I don’t know when my family tradition started.  But one thing is for sure… this tradition doesn’t make a single inch of sense.

But one cannot choose the family he or she will belong to.  And you cannot choose which family traditions you will end up honoring in your life.

My family has close ties.  If some people could sit together in parties not even knowing they are related, I had to know each and everyone of my cousins, aunts and uncles.  We have family reunions about twice a year.  In between those reunions, my family pretty much engage in gossiping about each other.  They have the chance to confirm these gossips during the reunions.

They especially like the women in our family who are approaching their thirties.  It’s the finish line for them.  According to my family tradition, we have a curse.  If one of our women is not married before she turns thirty-one, they are doomed to be single for life.

I thought this was a complete bull.  But I’ve got Aunt Rosalie, who sits in family reunions alone.  She got her heart broken when she was thirty.  The guy left her at the altar.  Ten years later, she was still single and no hopes of ever marching down the altar.

They also have Aunt Mildy.  Full of love, this one.  So full of love, she pass on from lover to lover and none of them ever wanted to put a ring on her finger.  Now, rumor has it, she’s a mistress of a rich Sultan, who comes to see her once every two months.  She lives a luxurious life though.  But still a mistress in the eyes of her family.

There was also Theresa.  One of my elder cousins.  Pretty and successful.  But it was her choice to be single.  She is a lesbian.  She has no desire to be married to a man.  So I guess that was not really the workings of a curse.

One of our elder Aunts got married at thirty-two, giving the women in our families hope that the curse was just a lore our old ancestors say to ensure the elders will always have grandchildren to dote on.  But a week after she got married, her husband died.  And she had remained a widow since then.

There were many stories of aunts and cousins who disregarded the tradition.  I don’t know whether it was just coincidence but somehow, they are in the family’s Hall of Shame… the unwritten list of women in our family who had tragedy or bad luck fall upon them because they disregarded the family’s thirty year old dead line.
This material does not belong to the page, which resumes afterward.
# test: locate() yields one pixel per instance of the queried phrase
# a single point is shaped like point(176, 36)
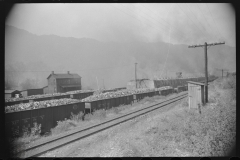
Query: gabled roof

And so, ever since I was young, I had been a hopeless romantic.  I read all sorts of fairy tales and love stories, hoping someday, one of those love stories will come true to me.  That my knight in shining armor will come to rescue me, sweep me off my feet and rush me to the altar… and all of that had to happen by the time I am thirty!

More than the fear of living my life alone, childless or husband-less, I refuse to be the subject of my family’s talks and gossips during reunion tables.  I hate it whenever the table is all abuzz and then it suddenly falls silent when Aunt Rosalie or Aunt Mildy joins the table, and every single person in the table picks a different topic to talk about at the top of their heads.

By hook or by crook, I vowed… I will be married before the deadline!  It would be a plus if my prince will be all handsome and capable of giving me the life I deserve.  But I guess, compared to the chitchats and the impending curse that will be bestowed upon me, I would much rather marry an ogre.

I have years to my quest.  Two decades to plan my ever after is a lot of time.